13 Aug 2022

Donegal Co Council testing a new treatment to fight Japanese knotweed

" This is in its very early stages but it would be a very exciting development if it proves successful"

Donegal Co Council testing a new treatment to fight Japanese knotweed

Japanese knotweed damage is not uncommon when the weed attempts to grow through the weakest points in the property foundation

Donegal County Council may be on the verge of introducing an innovative new way of dealing with the dreaded invasive species known as Japanese knotweed which is becoming an ever more increasing problem in this county. 

This robust perennial plant grows rigorously and has the potential to spread rapidly, growing up to 2-3m in one growing season. It can grow almost anywhere as can tolerate extreme conditions such as low temperatures, acidic soils and waterlogged/saline environments.

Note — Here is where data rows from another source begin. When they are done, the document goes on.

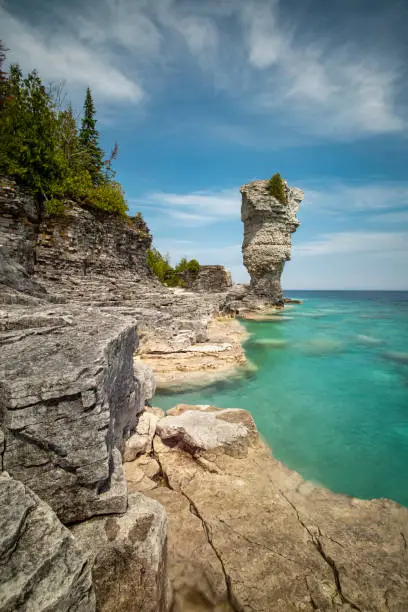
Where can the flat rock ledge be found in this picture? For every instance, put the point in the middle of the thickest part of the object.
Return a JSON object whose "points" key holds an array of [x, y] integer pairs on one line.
{"points": [[248, 534], [69, 399], [41, 565]]}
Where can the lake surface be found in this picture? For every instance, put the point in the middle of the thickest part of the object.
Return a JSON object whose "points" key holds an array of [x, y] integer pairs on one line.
{"points": [[330, 392]]}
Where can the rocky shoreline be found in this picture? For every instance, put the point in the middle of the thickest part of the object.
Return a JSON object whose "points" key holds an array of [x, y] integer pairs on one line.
{"points": [[107, 503]]}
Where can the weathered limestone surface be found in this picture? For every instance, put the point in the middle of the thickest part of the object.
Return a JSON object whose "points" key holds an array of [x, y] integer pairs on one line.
{"points": [[268, 225], [68, 400], [129, 557], [212, 279], [268, 539], [41, 565]]}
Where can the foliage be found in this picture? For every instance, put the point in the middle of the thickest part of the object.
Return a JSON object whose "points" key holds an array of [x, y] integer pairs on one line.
{"points": [[172, 277], [108, 197], [191, 266], [41, 147], [89, 141], [276, 188], [54, 207], [29, 150], [158, 264], [3, 79]]}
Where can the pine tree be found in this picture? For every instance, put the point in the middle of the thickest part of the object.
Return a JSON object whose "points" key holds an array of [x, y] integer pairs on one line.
{"points": [[89, 141], [3, 78]]}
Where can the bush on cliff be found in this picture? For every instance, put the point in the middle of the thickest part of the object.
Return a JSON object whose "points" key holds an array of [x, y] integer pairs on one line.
{"points": [[276, 188], [171, 277], [42, 148]]}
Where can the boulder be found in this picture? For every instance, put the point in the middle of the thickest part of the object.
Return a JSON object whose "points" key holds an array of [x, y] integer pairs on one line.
{"points": [[69, 399], [206, 430], [42, 567], [129, 557]]}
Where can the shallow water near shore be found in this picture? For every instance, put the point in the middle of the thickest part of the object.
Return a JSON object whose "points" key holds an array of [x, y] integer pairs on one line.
{"points": [[330, 392]]}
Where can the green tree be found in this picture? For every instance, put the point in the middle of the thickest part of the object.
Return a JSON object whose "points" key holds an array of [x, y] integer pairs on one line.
{"points": [[3, 76], [29, 149], [276, 188], [158, 264], [89, 141]]}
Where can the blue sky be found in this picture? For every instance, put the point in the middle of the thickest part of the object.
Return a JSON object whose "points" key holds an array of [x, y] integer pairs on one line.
{"points": [[206, 95]]}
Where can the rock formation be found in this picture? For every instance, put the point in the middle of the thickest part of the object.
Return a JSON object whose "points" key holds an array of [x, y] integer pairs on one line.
{"points": [[41, 564], [212, 279], [69, 400], [268, 225], [128, 554], [263, 538]]}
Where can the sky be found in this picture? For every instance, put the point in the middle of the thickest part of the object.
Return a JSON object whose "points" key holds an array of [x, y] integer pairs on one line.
{"points": [[203, 96]]}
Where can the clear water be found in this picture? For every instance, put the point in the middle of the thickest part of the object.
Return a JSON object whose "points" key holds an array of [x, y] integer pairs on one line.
{"points": [[330, 393]]}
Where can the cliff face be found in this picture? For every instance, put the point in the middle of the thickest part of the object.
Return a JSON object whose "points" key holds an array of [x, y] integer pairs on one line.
{"points": [[268, 225]]}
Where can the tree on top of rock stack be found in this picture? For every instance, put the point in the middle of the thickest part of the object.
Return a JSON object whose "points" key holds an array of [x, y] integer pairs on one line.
{"points": [[277, 188], [89, 140]]}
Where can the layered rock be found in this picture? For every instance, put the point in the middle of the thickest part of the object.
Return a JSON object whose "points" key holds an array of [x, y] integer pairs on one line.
{"points": [[41, 565], [268, 225], [212, 279], [262, 538], [129, 557], [68, 401]]}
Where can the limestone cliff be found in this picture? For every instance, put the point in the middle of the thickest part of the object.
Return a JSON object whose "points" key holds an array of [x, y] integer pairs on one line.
{"points": [[268, 225]]}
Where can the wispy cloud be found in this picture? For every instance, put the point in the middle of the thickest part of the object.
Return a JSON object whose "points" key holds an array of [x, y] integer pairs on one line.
{"points": [[355, 243], [264, 61], [196, 208], [342, 91], [372, 198]]}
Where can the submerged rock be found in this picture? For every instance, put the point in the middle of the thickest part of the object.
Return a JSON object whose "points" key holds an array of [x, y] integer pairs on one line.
{"points": [[268, 225], [41, 565]]}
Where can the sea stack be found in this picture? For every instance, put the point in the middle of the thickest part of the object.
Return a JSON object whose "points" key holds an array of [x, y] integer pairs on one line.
{"points": [[268, 225]]}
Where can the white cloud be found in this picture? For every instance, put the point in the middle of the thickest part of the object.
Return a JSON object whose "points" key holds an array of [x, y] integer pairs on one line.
{"points": [[355, 243], [329, 196], [196, 208], [329, 90], [59, 56]]}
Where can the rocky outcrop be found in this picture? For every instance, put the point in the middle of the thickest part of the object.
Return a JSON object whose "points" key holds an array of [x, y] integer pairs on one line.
{"points": [[91, 246], [268, 225], [41, 565], [263, 538], [129, 557], [68, 401], [212, 279]]}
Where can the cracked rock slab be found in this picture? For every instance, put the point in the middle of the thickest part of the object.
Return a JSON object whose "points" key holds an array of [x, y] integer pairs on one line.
{"points": [[282, 544], [201, 431], [129, 557], [41, 566]]}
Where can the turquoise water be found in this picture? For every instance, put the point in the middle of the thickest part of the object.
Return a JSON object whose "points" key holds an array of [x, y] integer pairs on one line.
{"points": [[330, 393]]}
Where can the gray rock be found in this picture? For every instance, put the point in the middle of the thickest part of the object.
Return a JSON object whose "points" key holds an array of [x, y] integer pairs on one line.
{"points": [[141, 441], [198, 431], [146, 380], [268, 225], [129, 557], [69, 398], [279, 543], [41, 566]]}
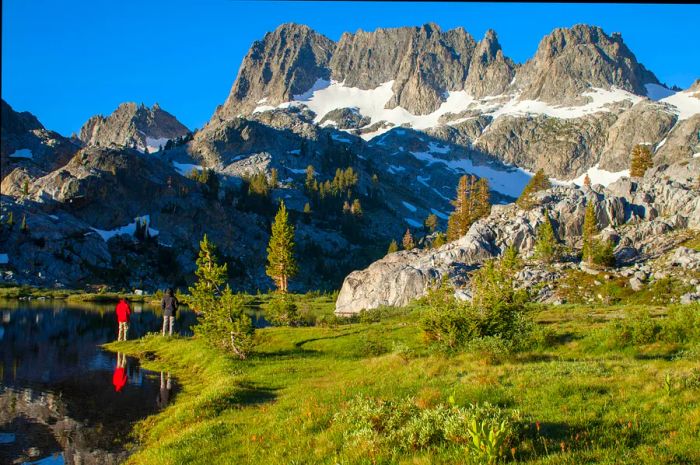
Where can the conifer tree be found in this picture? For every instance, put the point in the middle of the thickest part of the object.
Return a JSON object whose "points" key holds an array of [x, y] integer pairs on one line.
{"points": [[393, 247], [310, 178], [641, 161], [538, 182], [407, 241], [223, 321], [472, 202], [430, 223], [439, 241], [281, 264], [546, 247], [590, 230]]}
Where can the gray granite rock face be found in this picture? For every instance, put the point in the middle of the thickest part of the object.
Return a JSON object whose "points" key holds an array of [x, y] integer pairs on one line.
{"points": [[666, 199], [570, 61], [132, 125], [286, 62]]}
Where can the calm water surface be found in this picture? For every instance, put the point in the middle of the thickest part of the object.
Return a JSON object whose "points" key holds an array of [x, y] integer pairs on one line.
{"points": [[64, 400]]}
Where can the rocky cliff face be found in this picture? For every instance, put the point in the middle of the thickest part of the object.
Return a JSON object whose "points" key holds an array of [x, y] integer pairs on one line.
{"points": [[579, 103], [570, 61], [133, 125], [636, 214], [285, 63]]}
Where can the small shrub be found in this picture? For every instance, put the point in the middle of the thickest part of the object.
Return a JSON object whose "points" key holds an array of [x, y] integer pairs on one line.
{"points": [[282, 311]]}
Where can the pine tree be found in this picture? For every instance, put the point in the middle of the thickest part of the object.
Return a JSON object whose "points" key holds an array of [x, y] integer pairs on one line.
{"points": [[223, 321], [407, 241], [546, 247], [590, 230], [393, 247], [430, 223], [439, 241], [281, 264], [310, 179], [586, 181], [356, 208], [538, 182], [641, 161], [471, 203]]}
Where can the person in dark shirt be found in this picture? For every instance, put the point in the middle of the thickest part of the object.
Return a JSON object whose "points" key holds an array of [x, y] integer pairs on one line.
{"points": [[169, 306]]}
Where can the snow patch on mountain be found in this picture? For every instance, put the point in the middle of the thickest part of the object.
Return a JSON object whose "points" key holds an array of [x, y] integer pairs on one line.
{"points": [[685, 104], [409, 206], [22, 153], [186, 168], [129, 229], [657, 92], [509, 181]]}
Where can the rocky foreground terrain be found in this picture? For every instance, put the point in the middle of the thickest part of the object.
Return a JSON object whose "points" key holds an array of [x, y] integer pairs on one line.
{"points": [[410, 110], [644, 217]]}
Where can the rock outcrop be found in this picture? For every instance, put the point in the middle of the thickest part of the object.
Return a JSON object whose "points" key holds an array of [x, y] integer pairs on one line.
{"points": [[135, 126], [636, 212]]}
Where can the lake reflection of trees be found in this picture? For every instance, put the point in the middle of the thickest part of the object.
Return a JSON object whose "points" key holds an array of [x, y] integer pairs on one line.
{"points": [[56, 384]]}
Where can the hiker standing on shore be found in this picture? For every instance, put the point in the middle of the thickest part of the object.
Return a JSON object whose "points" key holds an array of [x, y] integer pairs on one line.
{"points": [[123, 314], [169, 306]]}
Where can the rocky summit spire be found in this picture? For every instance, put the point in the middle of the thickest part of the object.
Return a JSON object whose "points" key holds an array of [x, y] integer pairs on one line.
{"points": [[570, 61], [133, 125]]}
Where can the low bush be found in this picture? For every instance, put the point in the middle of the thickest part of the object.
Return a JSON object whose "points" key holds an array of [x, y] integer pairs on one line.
{"points": [[484, 430]]}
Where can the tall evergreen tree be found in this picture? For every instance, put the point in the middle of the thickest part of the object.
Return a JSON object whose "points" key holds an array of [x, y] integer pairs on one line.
{"points": [[538, 182], [641, 161], [431, 223], [223, 321], [590, 230], [408, 242], [471, 203], [281, 264], [546, 247], [393, 247]]}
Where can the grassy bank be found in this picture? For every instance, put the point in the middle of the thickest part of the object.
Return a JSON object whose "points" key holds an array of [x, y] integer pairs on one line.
{"points": [[587, 394]]}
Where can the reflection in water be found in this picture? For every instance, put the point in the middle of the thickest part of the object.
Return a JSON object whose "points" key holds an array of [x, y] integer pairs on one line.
{"points": [[63, 399], [165, 387], [119, 377]]}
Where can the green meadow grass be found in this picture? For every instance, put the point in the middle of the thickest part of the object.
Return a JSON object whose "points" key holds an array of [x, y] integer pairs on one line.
{"points": [[582, 397]]}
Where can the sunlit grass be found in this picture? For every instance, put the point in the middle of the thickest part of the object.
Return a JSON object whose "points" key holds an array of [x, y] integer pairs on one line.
{"points": [[593, 402]]}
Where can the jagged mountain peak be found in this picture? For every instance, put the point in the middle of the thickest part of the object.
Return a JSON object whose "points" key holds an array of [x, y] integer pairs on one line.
{"points": [[133, 125], [572, 61]]}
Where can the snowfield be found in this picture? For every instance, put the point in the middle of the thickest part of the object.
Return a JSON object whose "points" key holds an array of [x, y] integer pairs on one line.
{"points": [[186, 168], [597, 176], [22, 153], [326, 96], [129, 229]]}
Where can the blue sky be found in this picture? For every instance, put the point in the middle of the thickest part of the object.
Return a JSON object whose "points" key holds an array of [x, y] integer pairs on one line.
{"points": [[67, 60]]}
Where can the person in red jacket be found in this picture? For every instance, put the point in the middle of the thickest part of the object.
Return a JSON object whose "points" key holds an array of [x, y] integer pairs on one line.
{"points": [[123, 314]]}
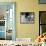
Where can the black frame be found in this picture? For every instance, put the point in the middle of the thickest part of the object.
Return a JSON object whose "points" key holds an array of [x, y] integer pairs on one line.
{"points": [[40, 2]]}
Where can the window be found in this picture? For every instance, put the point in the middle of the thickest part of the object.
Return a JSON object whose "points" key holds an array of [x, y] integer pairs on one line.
{"points": [[42, 22]]}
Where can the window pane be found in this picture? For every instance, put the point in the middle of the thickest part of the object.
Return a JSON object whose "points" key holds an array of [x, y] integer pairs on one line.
{"points": [[2, 35]]}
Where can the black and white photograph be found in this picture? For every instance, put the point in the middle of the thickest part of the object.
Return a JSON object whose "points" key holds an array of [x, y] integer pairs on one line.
{"points": [[26, 17]]}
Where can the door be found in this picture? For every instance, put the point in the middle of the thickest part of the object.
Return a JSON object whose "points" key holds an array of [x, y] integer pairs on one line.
{"points": [[8, 14]]}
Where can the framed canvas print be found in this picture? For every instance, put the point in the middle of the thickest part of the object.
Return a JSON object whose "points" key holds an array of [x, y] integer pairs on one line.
{"points": [[42, 1], [42, 22], [26, 17], [7, 20]]}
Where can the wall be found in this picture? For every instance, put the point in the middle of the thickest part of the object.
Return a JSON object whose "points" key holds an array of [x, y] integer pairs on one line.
{"points": [[27, 30]]}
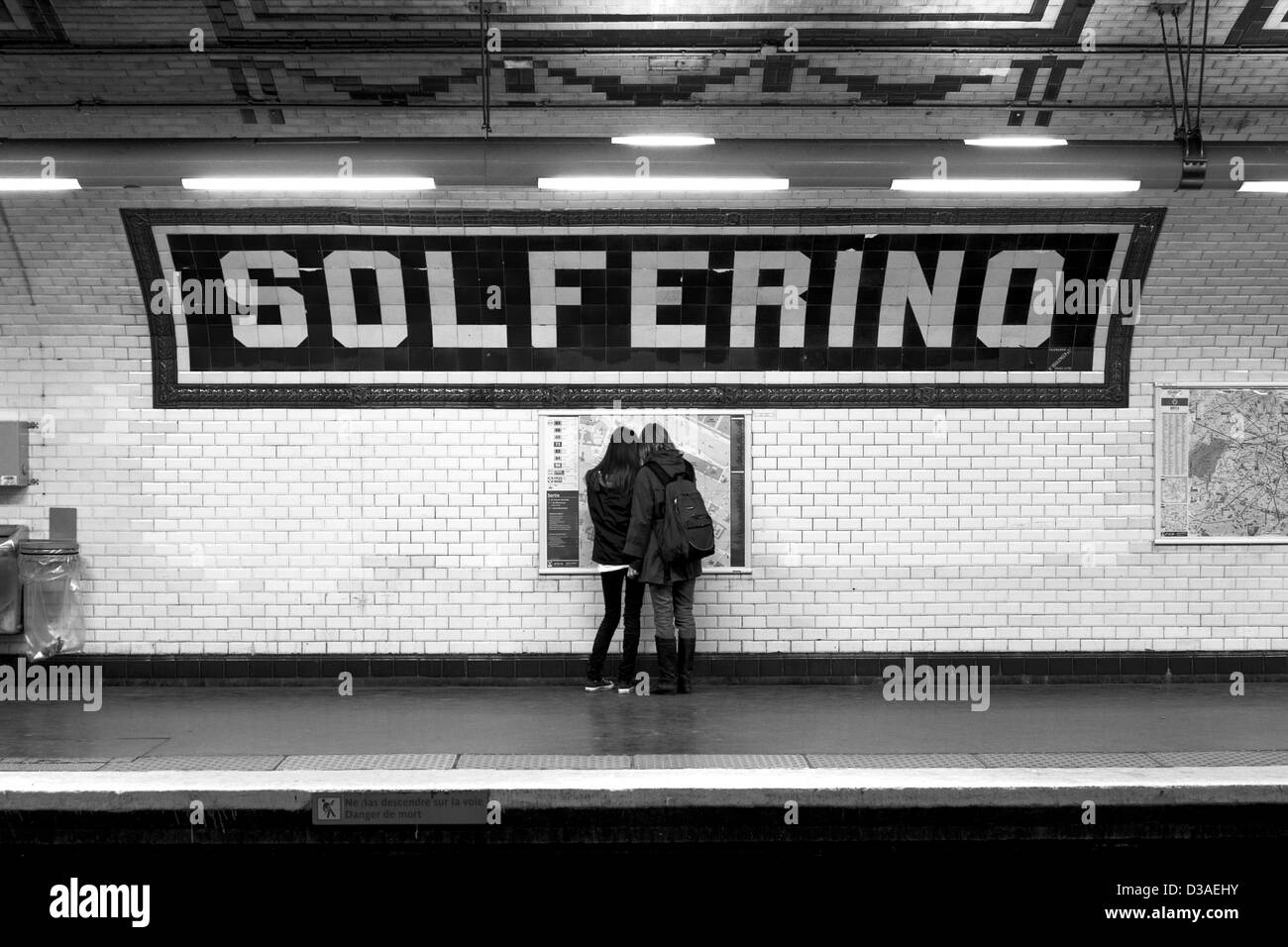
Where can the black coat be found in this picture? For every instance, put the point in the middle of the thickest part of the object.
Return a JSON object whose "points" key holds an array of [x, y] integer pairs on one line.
{"points": [[610, 514], [645, 517]]}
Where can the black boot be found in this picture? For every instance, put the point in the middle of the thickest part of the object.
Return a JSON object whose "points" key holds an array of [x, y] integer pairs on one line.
{"points": [[626, 669], [684, 665], [665, 667]]}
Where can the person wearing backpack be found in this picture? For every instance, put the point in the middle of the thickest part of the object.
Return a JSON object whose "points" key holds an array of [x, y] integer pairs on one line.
{"points": [[665, 544], [609, 492]]}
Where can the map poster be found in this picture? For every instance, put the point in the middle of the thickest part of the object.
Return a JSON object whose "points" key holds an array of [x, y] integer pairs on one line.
{"points": [[1222, 464], [715, 442]]}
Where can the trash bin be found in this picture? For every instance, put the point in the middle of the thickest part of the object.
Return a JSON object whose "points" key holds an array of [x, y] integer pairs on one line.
{"points": [[11, 586], [53, 615]]}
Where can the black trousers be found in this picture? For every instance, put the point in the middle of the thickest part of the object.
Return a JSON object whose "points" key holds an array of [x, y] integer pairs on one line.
{"points": [[612, 582]]}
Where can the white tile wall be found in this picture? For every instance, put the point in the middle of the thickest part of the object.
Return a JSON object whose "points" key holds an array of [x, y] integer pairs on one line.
{"points": [[309, 531]]}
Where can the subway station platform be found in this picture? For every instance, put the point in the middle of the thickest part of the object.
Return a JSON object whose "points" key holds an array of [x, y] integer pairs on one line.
{"points": [[1216, 763]]}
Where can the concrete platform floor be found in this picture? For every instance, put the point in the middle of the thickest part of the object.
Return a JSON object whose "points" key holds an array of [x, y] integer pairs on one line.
{"points": [[790, 725]]}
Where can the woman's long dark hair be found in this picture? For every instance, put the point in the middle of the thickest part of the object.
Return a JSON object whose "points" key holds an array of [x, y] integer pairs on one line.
{"points": [[621, 459]]}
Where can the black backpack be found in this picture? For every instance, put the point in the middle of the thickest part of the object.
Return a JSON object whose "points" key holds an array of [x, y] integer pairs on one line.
{"points": [[686, 532]]}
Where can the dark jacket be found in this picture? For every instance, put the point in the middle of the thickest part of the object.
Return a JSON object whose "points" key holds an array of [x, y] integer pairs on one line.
{"points": [[647, 515], [610, 513]]}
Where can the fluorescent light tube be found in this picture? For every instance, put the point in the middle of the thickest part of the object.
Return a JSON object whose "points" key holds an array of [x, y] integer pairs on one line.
{"points": [[291, 183], [634, 183], [1013, 185], [1017, 142], [664, 141], [39, 184]]}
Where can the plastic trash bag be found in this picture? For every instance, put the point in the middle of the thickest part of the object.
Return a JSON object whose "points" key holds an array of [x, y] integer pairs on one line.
{"points": [[52, 607], [11, 586]]}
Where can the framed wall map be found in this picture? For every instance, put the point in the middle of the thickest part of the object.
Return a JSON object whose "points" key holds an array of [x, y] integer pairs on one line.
{"points": [[1222, 464]]}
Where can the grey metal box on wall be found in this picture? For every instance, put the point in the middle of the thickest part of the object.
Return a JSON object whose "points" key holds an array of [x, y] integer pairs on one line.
{"points": [[14, 468]]}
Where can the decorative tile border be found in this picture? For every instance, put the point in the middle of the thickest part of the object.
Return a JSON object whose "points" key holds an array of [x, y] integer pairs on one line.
{"points": [[1034, 668]]}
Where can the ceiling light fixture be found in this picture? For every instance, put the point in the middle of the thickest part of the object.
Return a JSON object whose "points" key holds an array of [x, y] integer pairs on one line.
{"points": [[308, 183], [1017, 142], [651, 183], [664, 141], [39, 184], [1013, 185]]}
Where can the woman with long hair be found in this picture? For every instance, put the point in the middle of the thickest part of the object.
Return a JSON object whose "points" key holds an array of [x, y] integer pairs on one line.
{"points": [[609, 487]]}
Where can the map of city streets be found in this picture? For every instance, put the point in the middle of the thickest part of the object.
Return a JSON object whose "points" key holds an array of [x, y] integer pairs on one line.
{"points": [[713, 442], [1223, 466]]}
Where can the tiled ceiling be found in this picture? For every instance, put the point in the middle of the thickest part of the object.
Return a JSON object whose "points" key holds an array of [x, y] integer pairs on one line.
{"points": [[892, 68]]}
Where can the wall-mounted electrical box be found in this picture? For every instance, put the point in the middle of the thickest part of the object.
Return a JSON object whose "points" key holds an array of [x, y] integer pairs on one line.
{"points": [[14, 468]]}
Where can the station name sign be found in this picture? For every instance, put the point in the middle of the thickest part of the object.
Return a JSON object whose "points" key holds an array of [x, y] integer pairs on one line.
{"points": [[316, 307]]}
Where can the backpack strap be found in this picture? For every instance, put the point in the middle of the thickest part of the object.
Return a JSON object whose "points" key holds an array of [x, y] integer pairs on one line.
{"points": [[660, 474]]}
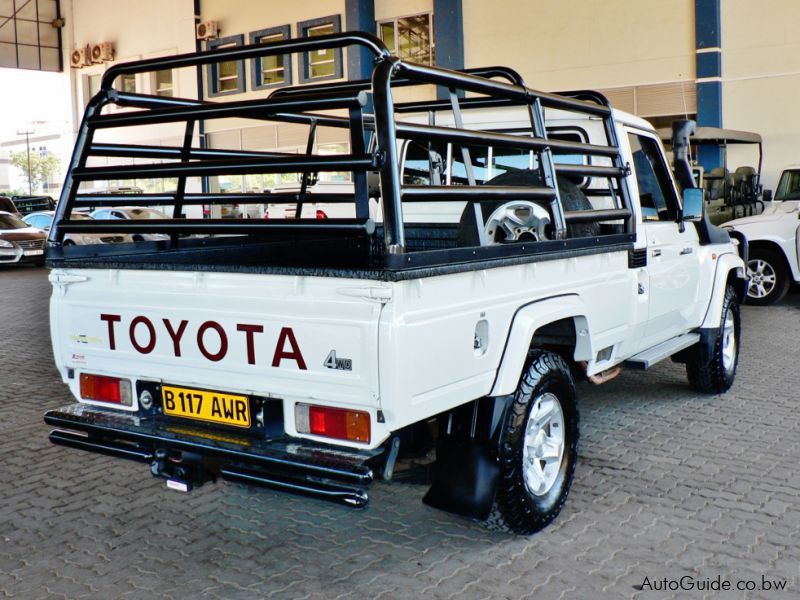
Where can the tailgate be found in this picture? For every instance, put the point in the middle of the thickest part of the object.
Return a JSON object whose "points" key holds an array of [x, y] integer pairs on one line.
{"points": [[290, 337]]}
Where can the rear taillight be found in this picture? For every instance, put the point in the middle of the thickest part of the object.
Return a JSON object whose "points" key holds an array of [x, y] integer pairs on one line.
{"points": [[101, 388], [337, 423]]}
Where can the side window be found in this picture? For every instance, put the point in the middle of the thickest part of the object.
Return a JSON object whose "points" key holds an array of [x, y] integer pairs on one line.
{"points": [[656, 193]]}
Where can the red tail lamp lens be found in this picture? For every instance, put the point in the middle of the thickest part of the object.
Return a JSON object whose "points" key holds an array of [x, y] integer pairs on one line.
{"points": [[101, 388], [337, 423]]}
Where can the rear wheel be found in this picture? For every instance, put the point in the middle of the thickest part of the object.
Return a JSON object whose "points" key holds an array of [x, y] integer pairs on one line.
{"points": [[769, 278], [717, 375], [538, 448]]}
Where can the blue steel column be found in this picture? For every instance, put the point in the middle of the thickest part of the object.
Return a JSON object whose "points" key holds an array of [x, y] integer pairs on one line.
{"points": [[448, 36], [708, 43], [359, 15]]}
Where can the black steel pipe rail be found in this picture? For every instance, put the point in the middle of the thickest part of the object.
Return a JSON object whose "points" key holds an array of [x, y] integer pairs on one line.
{"points": [[243, 226], [346, 495], [147, 101], [464, 103], [480, 85], [339, 162], [365, 84], [84, 200], [454, 193], [592, 216], [500, 140], [252, 109], [590, 170], [117, 450], [176, 153], [292, 46]]}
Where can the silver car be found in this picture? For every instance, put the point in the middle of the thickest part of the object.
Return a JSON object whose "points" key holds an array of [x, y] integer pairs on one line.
{"points": [[44, 219]]}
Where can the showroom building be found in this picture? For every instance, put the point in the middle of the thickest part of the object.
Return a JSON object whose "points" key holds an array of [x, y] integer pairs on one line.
{"points": [[732, 64]]}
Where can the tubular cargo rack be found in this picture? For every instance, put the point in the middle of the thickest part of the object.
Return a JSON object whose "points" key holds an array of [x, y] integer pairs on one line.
{"points": [[368, 111]]}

It also has the ability to grow through any existing weakness in concrete, asphalt, and other hard-standing areas and so it has the potential to undermine the structural integrity of masonry walls, bridges, roads, buildings etc.

It can also increase soil erosion along river banks. It propagates quickly so it can colonise an area very quickly, is costly to remove and out-competes native species

The matter was raised at the last meeting of the Lifford-Stranorlar Municipal District by Cllr Gary Doherty, who is also chairman of the council's environment strategic policy committee, who said he wanted to know if the council had been engaged in a programme in this district to tackle this particular invasive species.

"I believe there may have been a pilot programme ongoing in conjunction with the Castlefin Flood Relief Scheme but the report before us only states that the procurement of contractors is ongoing for Castlefin and the Twin Towns," he said.

He added he knew this particular report to their meeting was out of date but wanted to know if there were any updates on not only Castlefin but for the Twin Towns and Lifford too. He pointed out he felt they should know about the threat posed by this invasive species not only in municipal districts but at the county level too.

"I believe any treatment of Japanese knotweed has to be on a multi-annual basis and given the concerns around invasive species and the impact that they have on the local environment it's very important we are dealing with it in the light of any projects we might have in this municipal district," said Cllr Doherty.

The council's senior engineer in water and environment services, Seamus Hopkins told the meeting that Japanese knotweed tends to be an aquatic plant along their riverbanks and was a key issue in relation to their flood relief schemes.

"We have procured or are in the process of procuring contractors to deal with it and that's ongoing. I know there is ongoing work with roads in relation to Japanese knotweed. I know there was an issue with hedge trimming because when you trim you are only spreading it along the roadside. There is an ongoing campaign of erecting signage to inform the public about the presence of the knotweed.

He revealed the council was looking at an innovative programme in the council's environment sector and through the flood relief schemes about an environmentally friendly way of dealing with it.

"It is in its very early stages but involves a mulch that can be spread and is entirely environmentally friendly. Effectively what it does is tricks the knotweed into believing that there is no sunlight canopy and therefore it goes dormant again. Every plant seeks to reach the sun and if it feels it is in an area where there is no sunlight it switches off. This is in its very early stages but it would be a very exciting development if it proves successful," he said.

Cllr Doherty asked what stage this new initiative was at.

Mr Hopkins said it was very much in the pilot stage.

"We are looking at its effectiveness and that hasn't been determined yet. It's very early days and I wouldn't like to jinx it but we're excited about it and we will see what happens," he said.